二つ目に紹介するのは、本を読み進めて、興味を持ち始めた千春の心情表現だ。こちらもまた秀逸である。

その話を読んでいて、千春は声を出して笑ったわけでもつまらないと投げ出したわけでもない。ただ、様子を想像していたい、続けて読んでいたいと思った。

「夢中になった」「魅了された」といったまとまった表現でないところが、とても良い。前文の表現は、有名人の生い立ちインタビュー等でもよく目にする。もちろんその言葉に嘘はないのだろう。だけど、その一言が全てをまとめすぎているため、瞬間瞬間の心情の変化を捉えるのは難しい。それゆえ読み手の私からすると、「夢中になるってどういう状態だ?」と考える。そして「今の状態は夢中になっていると言えるのだろうか?」と正解がわからず一歩も進めなくなる。(我ながら臆病者である。)
だからこそ、この「ただ様子を想像していたい、続けて読んでいたいと思った。」という表現は、何かに夢中になる瞬間を切り取った言葉であると感じた。そして、この感情なら、私にもその瞬間を見つけられるかもしれないと思わせてくれる。


2.「今度はここに通ってください」

この話は、最後まで大きな展開はない。
常連客と出会ってから数日間のやりとりの後、場面は10年後に移る。
あらすじにも書いた通り、10年後千春は司書として、書店で文芸コーナーを任せられるようになる。そこに、かつての常連客が現れ2人は再会を果たす。
その常連客は、今度は自分の病気で病院に通っているという。そんな常連客に千春は「今度はここに通ってください」と声をかけて話は終わる。
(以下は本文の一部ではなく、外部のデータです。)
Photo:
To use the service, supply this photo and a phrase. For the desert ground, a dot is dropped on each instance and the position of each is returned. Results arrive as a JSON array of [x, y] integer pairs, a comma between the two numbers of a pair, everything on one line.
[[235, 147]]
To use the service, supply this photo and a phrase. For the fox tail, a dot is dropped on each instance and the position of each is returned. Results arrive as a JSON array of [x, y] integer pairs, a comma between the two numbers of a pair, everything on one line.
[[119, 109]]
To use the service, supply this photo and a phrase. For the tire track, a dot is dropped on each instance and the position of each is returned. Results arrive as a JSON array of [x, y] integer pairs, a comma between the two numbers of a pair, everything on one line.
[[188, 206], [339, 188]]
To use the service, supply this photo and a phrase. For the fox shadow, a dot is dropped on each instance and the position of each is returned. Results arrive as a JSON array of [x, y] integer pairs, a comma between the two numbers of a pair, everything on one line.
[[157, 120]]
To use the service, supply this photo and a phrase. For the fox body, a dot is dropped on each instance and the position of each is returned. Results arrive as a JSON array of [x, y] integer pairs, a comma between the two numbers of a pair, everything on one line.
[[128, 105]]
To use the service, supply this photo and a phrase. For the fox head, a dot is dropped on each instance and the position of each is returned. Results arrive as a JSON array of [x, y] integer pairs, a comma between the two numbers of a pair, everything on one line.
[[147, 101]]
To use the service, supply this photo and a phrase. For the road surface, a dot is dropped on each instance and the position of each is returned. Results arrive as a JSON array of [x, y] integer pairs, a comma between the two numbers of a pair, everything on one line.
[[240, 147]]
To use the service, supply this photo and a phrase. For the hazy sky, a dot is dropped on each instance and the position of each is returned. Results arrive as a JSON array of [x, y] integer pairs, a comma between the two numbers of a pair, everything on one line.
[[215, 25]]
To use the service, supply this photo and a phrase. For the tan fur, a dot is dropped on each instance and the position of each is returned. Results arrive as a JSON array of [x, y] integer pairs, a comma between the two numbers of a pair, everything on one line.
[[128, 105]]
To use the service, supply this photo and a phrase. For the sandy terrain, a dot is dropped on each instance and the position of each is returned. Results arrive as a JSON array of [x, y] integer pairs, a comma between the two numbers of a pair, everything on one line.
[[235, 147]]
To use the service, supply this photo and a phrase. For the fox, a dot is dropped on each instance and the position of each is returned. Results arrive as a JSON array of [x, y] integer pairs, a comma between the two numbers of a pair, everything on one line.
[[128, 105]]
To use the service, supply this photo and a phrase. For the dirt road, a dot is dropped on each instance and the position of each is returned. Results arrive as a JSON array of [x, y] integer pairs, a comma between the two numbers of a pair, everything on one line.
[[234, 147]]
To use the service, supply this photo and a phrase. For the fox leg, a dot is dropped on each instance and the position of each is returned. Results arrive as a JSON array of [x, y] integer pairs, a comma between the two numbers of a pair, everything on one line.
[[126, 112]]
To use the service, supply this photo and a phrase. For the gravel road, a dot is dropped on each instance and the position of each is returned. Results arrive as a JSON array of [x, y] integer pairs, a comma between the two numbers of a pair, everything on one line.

千春はビッグになった訳でもなければ、常連客と再会して2人に大きな変化があった訳でもない。しかし、「今度はここに通ってください」と言う何でもない終わり方が、かつて誰からも取り合ってもらえなかった千春が、誰かに必要とされて支えになろうとしている充実感をよく表現している。そしてこの終わり方は、名誉や肩書きばかりを第一に考えてしまう私に、それだけが全てではないという当たり前だけど忘れてしまうことを思い出させてくれる。
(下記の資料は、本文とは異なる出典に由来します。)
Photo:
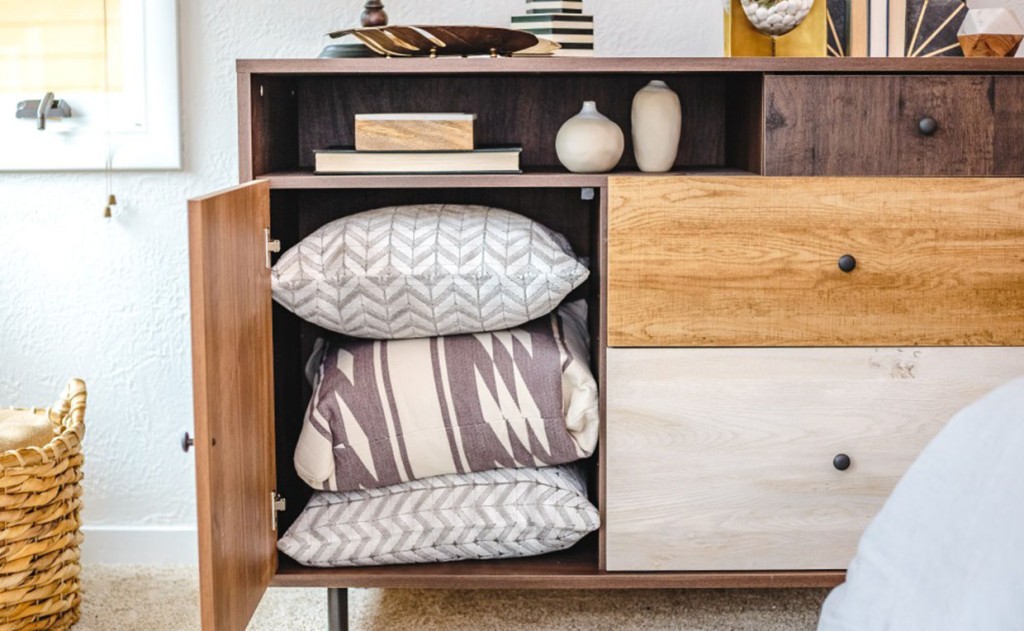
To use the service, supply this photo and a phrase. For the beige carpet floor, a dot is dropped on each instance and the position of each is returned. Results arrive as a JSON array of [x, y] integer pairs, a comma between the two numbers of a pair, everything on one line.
[[130, 598]]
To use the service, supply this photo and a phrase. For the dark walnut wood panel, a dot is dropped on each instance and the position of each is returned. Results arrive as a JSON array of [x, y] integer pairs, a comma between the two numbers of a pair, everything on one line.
[[632, 65], [818, 125], [274, 119], [963, 143], [1009, 148], [871, 125], [753, 261], [516, 110]]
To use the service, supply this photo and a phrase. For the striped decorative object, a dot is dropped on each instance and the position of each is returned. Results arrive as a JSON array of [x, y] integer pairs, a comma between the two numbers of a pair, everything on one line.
[[491, 514], [426, 270], [561, 22], [554, 6], [387, 412]]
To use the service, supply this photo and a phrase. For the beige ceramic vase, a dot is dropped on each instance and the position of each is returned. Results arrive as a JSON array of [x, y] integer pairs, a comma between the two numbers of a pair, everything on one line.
[[657, 122], [590, 142]]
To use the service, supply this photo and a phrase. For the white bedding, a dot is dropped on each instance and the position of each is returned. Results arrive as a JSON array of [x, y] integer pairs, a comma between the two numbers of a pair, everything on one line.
[[947, 550]]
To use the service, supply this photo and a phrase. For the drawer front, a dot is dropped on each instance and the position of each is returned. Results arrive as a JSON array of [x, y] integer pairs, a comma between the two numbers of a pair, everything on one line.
[[883, 125], [754, 261], [723, 459]]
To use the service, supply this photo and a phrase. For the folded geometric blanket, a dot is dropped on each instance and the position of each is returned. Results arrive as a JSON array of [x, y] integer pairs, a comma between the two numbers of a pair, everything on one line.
[[384, 412]]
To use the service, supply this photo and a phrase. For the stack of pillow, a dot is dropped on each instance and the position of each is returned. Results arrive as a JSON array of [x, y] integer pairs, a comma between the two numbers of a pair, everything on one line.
[[448, 408]]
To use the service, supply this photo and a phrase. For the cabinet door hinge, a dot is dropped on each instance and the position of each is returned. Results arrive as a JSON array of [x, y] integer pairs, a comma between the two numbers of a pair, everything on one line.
[[272, 246], [278, 504]]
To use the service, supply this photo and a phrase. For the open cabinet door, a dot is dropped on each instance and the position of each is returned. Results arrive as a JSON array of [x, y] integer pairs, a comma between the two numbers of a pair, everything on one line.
[[232, 374]]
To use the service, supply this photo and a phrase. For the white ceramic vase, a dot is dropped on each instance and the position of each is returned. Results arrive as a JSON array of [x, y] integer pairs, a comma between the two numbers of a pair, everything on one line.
[[590, 142], [657, 123]]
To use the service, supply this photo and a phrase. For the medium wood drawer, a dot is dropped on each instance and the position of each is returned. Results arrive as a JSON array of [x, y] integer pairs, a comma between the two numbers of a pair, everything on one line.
[[723, 459], [754, 261], [879, 125]]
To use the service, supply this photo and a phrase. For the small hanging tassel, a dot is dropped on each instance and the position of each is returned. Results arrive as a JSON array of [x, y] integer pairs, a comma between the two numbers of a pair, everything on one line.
[[112, 200]]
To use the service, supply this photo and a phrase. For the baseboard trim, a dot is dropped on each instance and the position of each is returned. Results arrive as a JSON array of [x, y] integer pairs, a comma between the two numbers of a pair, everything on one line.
[[140, 546]]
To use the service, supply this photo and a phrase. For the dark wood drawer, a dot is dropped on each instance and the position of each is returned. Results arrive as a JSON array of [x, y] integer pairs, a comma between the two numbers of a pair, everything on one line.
[[880, 125]]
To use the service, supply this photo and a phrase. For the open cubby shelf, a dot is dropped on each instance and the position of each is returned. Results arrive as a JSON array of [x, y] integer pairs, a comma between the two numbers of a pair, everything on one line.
[[530, 178], [294, 115], [572, 569]]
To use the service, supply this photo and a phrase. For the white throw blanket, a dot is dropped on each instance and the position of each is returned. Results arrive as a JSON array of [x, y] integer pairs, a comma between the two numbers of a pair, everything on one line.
[[947, 550]]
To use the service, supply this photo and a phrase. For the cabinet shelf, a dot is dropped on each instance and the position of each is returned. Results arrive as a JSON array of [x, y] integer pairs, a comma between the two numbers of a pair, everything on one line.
[[572, 569], [529, 178]]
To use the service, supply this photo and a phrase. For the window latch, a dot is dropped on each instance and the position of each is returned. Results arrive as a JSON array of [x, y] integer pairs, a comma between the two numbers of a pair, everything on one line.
[[46, 108]]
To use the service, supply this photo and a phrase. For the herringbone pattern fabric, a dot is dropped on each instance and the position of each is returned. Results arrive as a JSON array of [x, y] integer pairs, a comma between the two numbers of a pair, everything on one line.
[[426, 270], [491, 514]]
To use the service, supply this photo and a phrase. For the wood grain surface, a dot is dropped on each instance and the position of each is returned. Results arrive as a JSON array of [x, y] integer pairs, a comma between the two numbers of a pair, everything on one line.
[[753, 261], [233, 402], [868, 125], [477, 66], [410, 135], [572, 569], [722, 459]]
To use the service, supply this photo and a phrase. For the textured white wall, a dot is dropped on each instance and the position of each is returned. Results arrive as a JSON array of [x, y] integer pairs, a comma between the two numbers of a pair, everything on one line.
[[108, 300]]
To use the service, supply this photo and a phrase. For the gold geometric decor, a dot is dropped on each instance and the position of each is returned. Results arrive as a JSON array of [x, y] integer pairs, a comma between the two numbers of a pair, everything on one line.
[[932, 27]]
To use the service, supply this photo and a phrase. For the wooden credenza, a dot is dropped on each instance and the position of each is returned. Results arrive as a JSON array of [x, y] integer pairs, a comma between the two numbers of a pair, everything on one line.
[[833, 268]]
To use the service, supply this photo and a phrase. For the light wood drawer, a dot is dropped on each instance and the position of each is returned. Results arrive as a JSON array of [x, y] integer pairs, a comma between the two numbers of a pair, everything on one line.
[[754, 261], [723, 459], [879, 125]]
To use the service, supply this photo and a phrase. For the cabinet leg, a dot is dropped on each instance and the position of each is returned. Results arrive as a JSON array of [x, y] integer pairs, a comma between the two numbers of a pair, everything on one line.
[[337, 610]]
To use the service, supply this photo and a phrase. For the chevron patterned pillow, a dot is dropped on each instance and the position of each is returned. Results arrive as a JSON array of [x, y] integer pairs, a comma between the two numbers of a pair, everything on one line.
[[384, 412], [491, 514], [426, 270]]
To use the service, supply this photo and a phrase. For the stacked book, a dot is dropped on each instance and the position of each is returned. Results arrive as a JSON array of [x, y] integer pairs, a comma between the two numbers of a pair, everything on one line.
[[559, 20], [416, 143]]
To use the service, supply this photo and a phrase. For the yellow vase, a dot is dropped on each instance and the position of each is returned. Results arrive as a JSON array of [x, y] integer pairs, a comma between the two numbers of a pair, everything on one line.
[[807, 40]]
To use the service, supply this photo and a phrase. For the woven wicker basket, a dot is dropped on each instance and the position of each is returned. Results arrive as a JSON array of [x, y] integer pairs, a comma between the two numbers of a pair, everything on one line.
[[40, 500]]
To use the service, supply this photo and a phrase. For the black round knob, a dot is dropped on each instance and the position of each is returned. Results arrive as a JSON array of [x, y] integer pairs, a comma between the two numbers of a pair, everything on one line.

常日頃から学歴コンプを抱えている私は、何とかして高い社会的ステータスを獲得したいという闘志に雁字搦めになる。もちろん、その精神が良い方向に働くこともあるが、そこに縛られると自分の可能性を見失ってしまう。
だけど、本当に嬉しいのは良い点数を取り”優等生”と言う肩書きを得られた時でもなく、成約数で誰かに勝った時でもない。困っている誰かの支えになれていることを実感できた時だ。
”誰かを支える”
どんな仕事に就こうとも、それがいちばんの原動力である。
そのことに改めて気づくことができた。

3.最後に


「サキの忘れ物」

この本の感想なのか自分語りなのか分からない、つらつらとした文章をここまで読んでくださった方々には感謝しかない。
最初にも書いた通り、私自身このnoteを書いたところで現状が何も変わる訳ではない。むしろ他にやるべきことが山ほどある。(因みに、月曜日までの課題×3・火曜日〜金曜日までの研修準備から目をそらしてこのnoteを書いています。)
けれども、この本を読んで感じた普通でない感情を文章にすることで、何者なのか、何者にならなれるのかがよく分からない自分自身のほんの一部でも理解できたのかなと思う。

そして、あわよくばこの自己満足noteを読んでくれた読者の1人でもいいので、「サキの忘れ物」を読んでみようと思ってくれる人がいたら嬉しい。